If you’re not a political person, you’re probably thinking “Whoa, you’ve gone off the deep end. This is just entertainment we’re talking about. Movies, TV, and videogames. We’re not talking about the news, or matters of public record. Surely this isn’t important stuff, get a grip.” But games do get censored, or pulled from the marketplace, and this can effect people who already own them, if they give up control of the copy that they purchased to DRM. Moreover, wherever DRM technologies make inroads, it tends to result in their becoming more accepted and likely to be used elsewhere. If we accept DRM for television, movies, and games, the technologies are then already in place, and may be used by hard news and official government content providers. Even if they were only used for entertainment, this is our culture — do we really want it to be completely controlled by corporate copyright holders?
Microsoft’s XBox One distribution offers to replace ownership of a physical copy with something worse. It might beat rentals, but it sucks compared to buying. It’s not the digital distribution and decoupling from physical media, it’s the DRM and the licensing vs. owning a copy.
There are pros and cons to decoupling software from physical media, but on the whole I am fine with owning my copy of a computer file, vs. owning a disc or ROM cartridge that came in a box. But de-coupling need not be accompanied by artificial limitations of use imposed by DRM and the need to authenticate a license to a copyrighted work. A license-to-access model is inferior to a model of owning a copy.
Learning from history
I have, in my personal game collection, consoles from Atari, Mattel, Coleco, Nintendo, Sega, Sony, and Microsoft. The oldest of these systems were built in the 1970’s. They are still fully playable, barring hardware failure.
Even back then, there were very early attempts at online play and distribution of games. They were ahead of their time, but from the earliest days the game industry tried to figure out ways to get people to subscribe to a service that would allow them to sell games directly to customers, replacing traditional retail distribution with digital download over a modem connection.
These services are long gone. Any games that were distributed exclusively via these means are exceedingly rare. If they exist at all, it’s only because someone who downloaded the game never erased it from their media (typically an audio cassette tape, or possibly a floppy disk), and because the game didn’t depend on the online service in order to run. This last bit is absolutely crucial. If these games could not be played if they depended on the continued existence of servers which were closed down by the vendor when they were no longer profitable, these games could not be played today.
“Well, who cares? Who cares about these old games?”
It turns out, a lot of people. Everyone who owns them, and would like to continue to be able to enjoy them. Anyone who wants to introduce their favorite games from their childhood to youngsters today. Collectors. Historians. Game designers.
“But popular games get re-packaged and re-sold with each generation!”
I suppose they do. Nothing wrong with that. It’s a good thing.

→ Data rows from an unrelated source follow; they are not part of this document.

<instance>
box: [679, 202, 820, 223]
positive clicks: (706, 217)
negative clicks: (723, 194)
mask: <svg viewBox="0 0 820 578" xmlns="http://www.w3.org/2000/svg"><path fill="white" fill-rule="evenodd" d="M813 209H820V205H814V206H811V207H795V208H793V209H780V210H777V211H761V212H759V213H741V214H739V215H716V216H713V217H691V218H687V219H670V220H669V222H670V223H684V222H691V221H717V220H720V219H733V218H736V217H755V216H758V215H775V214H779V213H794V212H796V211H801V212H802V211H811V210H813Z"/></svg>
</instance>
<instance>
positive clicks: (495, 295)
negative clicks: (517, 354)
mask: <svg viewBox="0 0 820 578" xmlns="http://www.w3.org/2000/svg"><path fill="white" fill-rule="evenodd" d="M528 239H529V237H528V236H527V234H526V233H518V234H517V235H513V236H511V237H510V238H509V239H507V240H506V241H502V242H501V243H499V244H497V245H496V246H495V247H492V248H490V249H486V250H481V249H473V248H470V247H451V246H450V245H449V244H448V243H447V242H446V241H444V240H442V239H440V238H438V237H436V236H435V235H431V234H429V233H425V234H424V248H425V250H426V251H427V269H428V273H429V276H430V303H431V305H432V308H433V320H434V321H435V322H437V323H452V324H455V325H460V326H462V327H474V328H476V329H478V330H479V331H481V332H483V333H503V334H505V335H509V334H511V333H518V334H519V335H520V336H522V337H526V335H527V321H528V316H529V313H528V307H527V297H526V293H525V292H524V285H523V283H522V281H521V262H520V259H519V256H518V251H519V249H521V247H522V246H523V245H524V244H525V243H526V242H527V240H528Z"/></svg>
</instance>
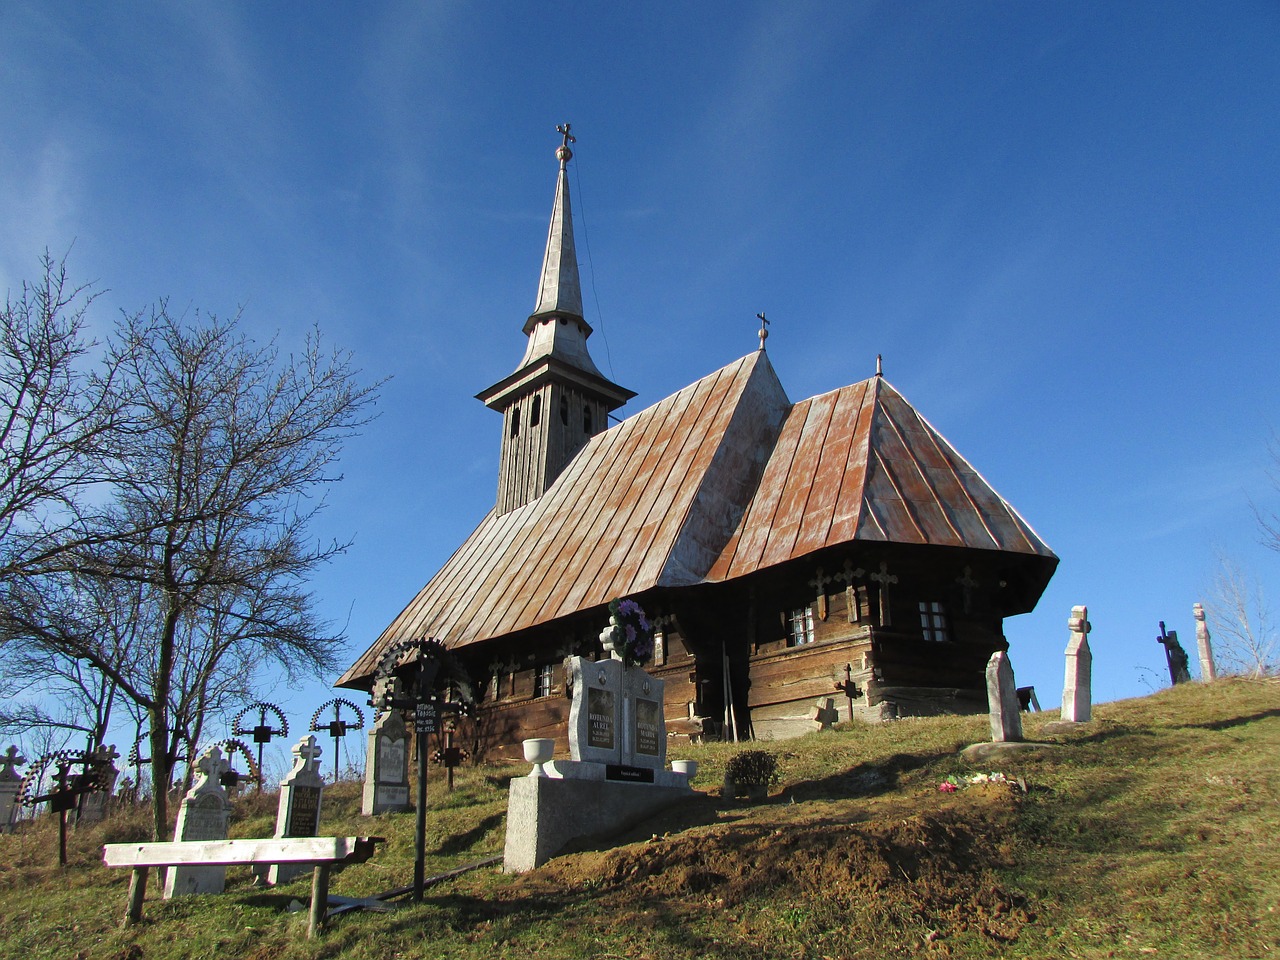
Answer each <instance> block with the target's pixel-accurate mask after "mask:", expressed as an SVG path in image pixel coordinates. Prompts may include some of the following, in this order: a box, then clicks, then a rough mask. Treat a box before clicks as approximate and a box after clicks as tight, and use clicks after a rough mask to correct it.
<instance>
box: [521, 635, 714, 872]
mask: <svg viewBox="0 0 1280 960" xmlns="http://www.w3.org/2000/svg"><path fill="white" fill-rule="evenodd" d="M607 632H608V631H607ZM602 639H604V637H603V636H602ZM568 671H570V677H571V681H572V686H573V701H572V704H571V705H570V717H568V745H570V758H571V759H570V760H552V762H549V763H543V762H539V763H535V765H534V769H532V772H531V773H530V774H529V776H527V777H516V778H513V780H512V781H511V794H509V799H508V804H507V845H506V851H504V856H503V869H504V870H507V872H508V873H521V872H524V870H530V869H534V868H535V867H538V865H540V864H543V863H545V861H547V860H549V859H550V858H552V856H554V855H556V854H557V852H559V851H561V850H562V849H563V847H564V845H566V844H568V842H571V841H573V840H579V838H581V837H608V836H612V835H613V833H616V832H618V831H620V829H625V828H626V827H628V826H630V824H632V823H636V822H637V820H640V819H644V818H645V817H649V815H652V814H654V813H657V812H658V810H660V809H662V808H663V806H668V805H669V804H673V803H678V801H680V800H682V799H685V797H687V796H689V795H690V792H691V791H690V788H689V776H687V773H676V772H673V771H667V769H666V760H667V727H666V719H664V716H663V681H660V680H657V678H655V677H652V676H649V673H646V672H645V671H644V669H641V668H640V667H627V666H625V664H623V662H622V660H621V659H618V658H617V655H616V654H614V658H613V659H607V660H589V659H586V658H585V657H572V658H570V662H568ZM534 742H535V741H526V744H534ZM526 755H529V754H526Z"/></svg>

But what if your favorite game isn’t one of the few lucky popular games that gets chosen to live on? What if you want to play the games on the original hardware? What if you don’t want to have to re-buy games that you already own in order to play them again on your current-generation console?

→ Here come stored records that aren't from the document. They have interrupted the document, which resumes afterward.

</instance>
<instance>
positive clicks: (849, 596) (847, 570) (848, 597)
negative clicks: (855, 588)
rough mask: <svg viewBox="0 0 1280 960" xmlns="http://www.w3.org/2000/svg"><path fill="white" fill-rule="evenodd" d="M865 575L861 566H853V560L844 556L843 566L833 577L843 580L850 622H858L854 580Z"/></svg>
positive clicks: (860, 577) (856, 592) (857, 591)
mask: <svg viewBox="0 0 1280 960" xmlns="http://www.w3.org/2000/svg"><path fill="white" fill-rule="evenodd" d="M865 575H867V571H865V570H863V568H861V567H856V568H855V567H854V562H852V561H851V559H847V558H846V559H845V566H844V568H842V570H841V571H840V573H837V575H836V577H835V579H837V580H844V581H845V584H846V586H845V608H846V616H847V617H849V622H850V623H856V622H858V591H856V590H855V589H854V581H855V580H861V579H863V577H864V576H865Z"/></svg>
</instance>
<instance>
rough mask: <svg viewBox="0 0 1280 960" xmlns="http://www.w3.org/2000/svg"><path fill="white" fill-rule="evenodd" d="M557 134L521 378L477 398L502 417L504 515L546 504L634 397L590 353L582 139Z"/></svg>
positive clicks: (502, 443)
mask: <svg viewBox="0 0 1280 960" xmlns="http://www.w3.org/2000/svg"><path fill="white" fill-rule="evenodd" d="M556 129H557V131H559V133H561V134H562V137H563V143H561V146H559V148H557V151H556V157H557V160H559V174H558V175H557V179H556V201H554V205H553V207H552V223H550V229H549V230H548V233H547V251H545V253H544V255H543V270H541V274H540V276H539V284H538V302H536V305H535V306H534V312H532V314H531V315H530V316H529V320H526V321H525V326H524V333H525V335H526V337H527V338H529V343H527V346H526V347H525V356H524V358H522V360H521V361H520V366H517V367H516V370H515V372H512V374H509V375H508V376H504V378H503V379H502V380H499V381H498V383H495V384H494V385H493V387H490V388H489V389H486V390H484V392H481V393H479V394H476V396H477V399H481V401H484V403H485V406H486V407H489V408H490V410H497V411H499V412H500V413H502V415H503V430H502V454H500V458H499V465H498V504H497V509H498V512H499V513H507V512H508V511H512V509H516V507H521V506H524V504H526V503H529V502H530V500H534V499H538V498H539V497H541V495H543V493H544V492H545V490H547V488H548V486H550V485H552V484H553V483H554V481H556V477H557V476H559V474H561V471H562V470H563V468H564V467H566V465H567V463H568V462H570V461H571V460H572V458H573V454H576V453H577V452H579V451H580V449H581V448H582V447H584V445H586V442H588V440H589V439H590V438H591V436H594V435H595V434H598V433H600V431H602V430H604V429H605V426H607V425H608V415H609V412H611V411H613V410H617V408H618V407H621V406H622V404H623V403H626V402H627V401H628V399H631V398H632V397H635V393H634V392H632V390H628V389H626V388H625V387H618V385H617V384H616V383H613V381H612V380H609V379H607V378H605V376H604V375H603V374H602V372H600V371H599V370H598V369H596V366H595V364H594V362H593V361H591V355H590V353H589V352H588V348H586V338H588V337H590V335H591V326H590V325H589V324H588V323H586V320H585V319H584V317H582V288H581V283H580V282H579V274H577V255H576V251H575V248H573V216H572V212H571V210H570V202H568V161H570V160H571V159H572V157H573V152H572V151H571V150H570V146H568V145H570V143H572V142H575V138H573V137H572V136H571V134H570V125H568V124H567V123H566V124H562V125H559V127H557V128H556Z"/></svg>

“But you can’t go out to a retail outlet and buy a traditionally distributed game that isn’t being made anymore. So why should it matter that you can’t buy a digitally distributed game anymore?”
Because, the games that were sold while it was available are still available. They are tangible, transferrable, resellable goods, and as long as they remain physically intact, and someone in the world wants to enjoy them, there is a market for them. It might be garage sales and flea markets and eBay, but it’s possible to find and buy a videogame that was made in 1977. It might not be easy in some cases, but it’s possible, and it’s no more complicated than finding the game, plugging it in, and playing it.
I guess it may be starting to become more difficult now that old-fashioned NTSC CRT TVs are disappearing, along with their antequated analog signal input jacks, but the point is that there’s no need to negotiate the right to play the game with the copyright holder. If you have it, you can play it.
Digitally downloaded games could be just as transferrable — far more transferrable, in fact. Files are easy to share and copy. Compared to making a copy of a printed circuit board and ROM chip, it’s dead simple. The future should be making it easier to do things, not harder.
But if games have dependencies on network-based resources that the player does not control in order to function, this all changes. It seems likely that game companies will sell the client, but not the server. But when the company no longer sees value in maintaining the servers, and decides to take them down rather than sell them to someone who’d become a competitor, or release the source code so that the player community can host their own servers, that will be the end of that game.
The level of dependency may vary considerably, from simple license/subscription validation, to enabling multiplayer features, updates, and downloadable content, to online leaderboard and achievement data. From the gamer’s perspective, the possibilities are rich, but they all disappear when the servers go offline. Nothing can compel a company to release the server software as a product or as a freebie once they decide to end-of-life an obsolete title, but without the server side, the clients are potentially useless, and at the very least are diminished.
Furthermore, servers can be used to killswitch the client, or to force unwanted upgrades. What if you liked the 1.0 version of your favorite game, but hated what they did with 1.1? If you can’t roll back, if you can’t decline an upgrade, there’s not much you can do. Game companies that serve the player’s interests well should design their upgrade systems to allow the player to play the game in an earlier version mode if they desire. And server code should be made available (whether for free or as a product) once the parent company decides it’s time to shut things down, so that players can continue to have full access to the complete experience indefinitely, as long as there’s a community who wants it. Of course, security concerns will mean that any code running on a network node will need to be patched, so it would be best if the source code is available to enable patches to be made.
Obviously, many of those requirements for libre software are too much for most game companies in their current thinking. “Allow our obsolete products to continue to be sold so that we have to continue to compete with ourselves? Release our server source code, are they mad?” While it’s difficult to imagine many companies doing anything like this in today’s market, these are the sort of things that gamers need as consumers, and the culture needs from the vantage point of the historian. Some companies, notably Id Software, have opensourced their older game engines, so it’s not unthinkable that the same could also happen with server technologies, though there are certainly many obstacles, such as software patents, and the fact that many game design studios license third party engines.
Still, even if it’s a highly unlikely ideal, it’s important as a point of comparison, to know just how much you “own” the things that you “buy”, and a target for the consumer to strive to push the market toward. Consumers do have power when they act collectively. It is only for us to realize this, and seize the power that is within our grasp.